Viruses cause disease in two ways:
- The direct action of the virus on cells. For example, herpes simplex dendritic ulcer.
- The body’s immune response to the virus and/or virus-infected cells. For example, herpes simplex disciform endotheliitis (p. 69).
The immune response
The body’s immune system responds to a viral infection by making specific antibodies (the immunoglobulins IgM and IgG) designed to bind either to the unique viral surface proteins, or to viral fragments that remain outside the host cell. The antibody can help to mark the virus or infected cell for destruction by the body’s T lymphocyte cells (also known as killer T cells). Once the viral infection has been halted, the memory to make antibodies remains in the immune system of the host, which allows the immune system to recognise the same virus immediately and act to stop a new infection.
Immunisation takes advantage of this fact. It involves exposing the host to a non-pathogenic version of the virus: so that the person doesn’t become ill, but the immune system produces antibodies against future exposure to a pathogenic version of the virus. This approach is used successfully with some viruses, such as measles and rubella, which are considered ‘stable’. However, with other viruses, such as HIV, the surface proteins are continually changing, so that antibodies do not work effectively. The immune system struggles to fight such virus infections and immunisation is therefore problematic.

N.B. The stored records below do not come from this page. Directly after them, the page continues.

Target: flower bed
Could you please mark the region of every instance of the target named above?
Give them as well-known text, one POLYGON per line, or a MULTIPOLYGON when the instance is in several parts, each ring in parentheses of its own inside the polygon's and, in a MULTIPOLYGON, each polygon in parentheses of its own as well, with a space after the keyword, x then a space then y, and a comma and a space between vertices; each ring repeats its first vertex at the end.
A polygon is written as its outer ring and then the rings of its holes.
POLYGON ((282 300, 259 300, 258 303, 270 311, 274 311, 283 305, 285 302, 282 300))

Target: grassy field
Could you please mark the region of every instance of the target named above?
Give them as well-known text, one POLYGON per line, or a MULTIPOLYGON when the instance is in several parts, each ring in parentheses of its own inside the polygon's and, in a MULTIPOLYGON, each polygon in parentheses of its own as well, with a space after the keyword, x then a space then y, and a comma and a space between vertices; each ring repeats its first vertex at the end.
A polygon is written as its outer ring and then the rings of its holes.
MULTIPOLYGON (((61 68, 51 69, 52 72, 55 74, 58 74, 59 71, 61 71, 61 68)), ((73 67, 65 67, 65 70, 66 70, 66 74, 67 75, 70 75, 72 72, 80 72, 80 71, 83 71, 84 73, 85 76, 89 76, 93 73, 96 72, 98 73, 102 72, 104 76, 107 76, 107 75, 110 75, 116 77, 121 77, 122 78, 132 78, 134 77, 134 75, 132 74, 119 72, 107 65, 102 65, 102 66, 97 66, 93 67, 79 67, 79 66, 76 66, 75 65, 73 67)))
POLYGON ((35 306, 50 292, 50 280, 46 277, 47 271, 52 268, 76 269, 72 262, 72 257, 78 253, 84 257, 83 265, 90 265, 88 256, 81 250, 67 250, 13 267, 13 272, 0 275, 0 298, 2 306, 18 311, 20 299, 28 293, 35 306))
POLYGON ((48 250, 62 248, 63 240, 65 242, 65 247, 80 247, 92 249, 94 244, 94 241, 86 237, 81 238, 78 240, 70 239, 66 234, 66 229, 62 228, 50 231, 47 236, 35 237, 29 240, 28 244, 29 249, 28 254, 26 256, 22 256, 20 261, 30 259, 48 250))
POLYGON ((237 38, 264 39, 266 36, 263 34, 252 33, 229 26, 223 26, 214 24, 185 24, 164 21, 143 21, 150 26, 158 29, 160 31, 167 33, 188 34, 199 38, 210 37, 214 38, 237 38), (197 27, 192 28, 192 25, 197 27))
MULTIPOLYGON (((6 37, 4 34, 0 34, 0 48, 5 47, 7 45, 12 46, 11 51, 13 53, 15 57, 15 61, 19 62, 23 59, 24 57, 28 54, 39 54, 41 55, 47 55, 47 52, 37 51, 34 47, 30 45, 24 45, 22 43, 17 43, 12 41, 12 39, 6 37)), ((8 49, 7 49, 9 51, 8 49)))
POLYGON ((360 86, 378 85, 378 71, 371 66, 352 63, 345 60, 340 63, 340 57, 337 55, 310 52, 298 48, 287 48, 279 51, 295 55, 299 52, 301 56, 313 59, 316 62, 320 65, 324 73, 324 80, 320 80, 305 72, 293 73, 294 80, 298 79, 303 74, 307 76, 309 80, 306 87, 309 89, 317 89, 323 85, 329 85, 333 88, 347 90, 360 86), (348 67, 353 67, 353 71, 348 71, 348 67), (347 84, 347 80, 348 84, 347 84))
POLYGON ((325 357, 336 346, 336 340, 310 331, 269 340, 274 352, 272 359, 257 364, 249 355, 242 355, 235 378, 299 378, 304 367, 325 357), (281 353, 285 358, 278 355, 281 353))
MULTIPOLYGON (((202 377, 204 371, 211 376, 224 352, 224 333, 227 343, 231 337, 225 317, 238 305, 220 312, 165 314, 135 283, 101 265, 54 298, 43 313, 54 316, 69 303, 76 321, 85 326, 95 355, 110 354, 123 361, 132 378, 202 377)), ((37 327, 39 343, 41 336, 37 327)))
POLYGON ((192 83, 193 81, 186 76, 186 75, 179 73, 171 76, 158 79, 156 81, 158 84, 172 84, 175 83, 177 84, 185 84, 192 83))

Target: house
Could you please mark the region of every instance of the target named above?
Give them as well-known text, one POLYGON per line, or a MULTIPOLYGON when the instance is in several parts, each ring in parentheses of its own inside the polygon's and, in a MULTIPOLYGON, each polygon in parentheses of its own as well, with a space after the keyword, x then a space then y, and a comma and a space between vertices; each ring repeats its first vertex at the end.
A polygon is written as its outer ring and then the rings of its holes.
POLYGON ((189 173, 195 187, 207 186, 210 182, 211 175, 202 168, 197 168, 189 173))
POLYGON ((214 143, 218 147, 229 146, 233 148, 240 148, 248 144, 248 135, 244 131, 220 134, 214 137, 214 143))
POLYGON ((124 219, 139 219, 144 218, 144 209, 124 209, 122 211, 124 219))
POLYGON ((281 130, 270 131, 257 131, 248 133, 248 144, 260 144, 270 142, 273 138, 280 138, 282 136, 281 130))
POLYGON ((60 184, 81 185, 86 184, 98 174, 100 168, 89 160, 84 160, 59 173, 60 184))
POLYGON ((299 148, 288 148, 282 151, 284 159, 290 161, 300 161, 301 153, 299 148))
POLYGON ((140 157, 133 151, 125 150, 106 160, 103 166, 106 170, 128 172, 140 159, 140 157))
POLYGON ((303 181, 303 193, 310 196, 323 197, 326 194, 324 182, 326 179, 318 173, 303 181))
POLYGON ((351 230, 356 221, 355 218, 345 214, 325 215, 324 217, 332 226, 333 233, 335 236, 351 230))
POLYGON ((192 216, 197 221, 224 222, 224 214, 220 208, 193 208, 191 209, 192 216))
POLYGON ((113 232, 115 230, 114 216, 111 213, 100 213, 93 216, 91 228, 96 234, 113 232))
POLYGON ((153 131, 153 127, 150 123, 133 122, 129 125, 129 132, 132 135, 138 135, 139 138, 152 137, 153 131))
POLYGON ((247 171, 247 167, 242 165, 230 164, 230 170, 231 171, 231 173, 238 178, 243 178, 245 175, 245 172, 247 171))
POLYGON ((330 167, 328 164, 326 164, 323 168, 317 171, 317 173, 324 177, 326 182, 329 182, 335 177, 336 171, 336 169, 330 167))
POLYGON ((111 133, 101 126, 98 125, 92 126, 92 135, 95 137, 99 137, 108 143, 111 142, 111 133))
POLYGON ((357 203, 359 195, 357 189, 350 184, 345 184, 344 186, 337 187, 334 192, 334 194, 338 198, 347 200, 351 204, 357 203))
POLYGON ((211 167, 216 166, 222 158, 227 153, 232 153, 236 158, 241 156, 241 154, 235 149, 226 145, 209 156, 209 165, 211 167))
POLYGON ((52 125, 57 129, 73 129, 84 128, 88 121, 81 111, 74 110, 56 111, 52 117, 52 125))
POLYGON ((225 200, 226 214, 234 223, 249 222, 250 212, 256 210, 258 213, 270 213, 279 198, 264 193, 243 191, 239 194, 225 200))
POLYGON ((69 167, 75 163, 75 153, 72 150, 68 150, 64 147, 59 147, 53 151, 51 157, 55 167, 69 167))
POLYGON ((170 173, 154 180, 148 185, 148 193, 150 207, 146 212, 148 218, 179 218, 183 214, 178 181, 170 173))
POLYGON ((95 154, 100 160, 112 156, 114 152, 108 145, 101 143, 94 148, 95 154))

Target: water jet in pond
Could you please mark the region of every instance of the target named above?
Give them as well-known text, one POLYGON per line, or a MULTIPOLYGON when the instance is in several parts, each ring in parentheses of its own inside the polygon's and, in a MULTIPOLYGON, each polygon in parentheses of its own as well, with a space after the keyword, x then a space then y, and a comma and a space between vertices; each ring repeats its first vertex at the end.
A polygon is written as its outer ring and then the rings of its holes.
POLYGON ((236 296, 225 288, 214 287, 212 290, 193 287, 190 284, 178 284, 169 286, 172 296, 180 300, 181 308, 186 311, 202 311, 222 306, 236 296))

Some viral infections can be prevented by reducing transmission between people. Avoiding unprotected sexual intercourse reduces the risk of transmission of human immunodeficiency virus (HIV) and herpes simplex virus 1 (HSV-1). Regular and effective handwashing helps to prevent the transmission of some viruses e.g., adenovirus.
In a hospital or clinic setting, you can reduce transmission between doctor and patient, and from patient to patient, by practising good hygiene. This includes:
- Close attention to handwashing (scrubbing)
- Cleaning of all surfaces, equipment and instruments using appropriate methods and antiviral solutions
- Wearing protective clothing such as gloves and, in some circumstances, a mask.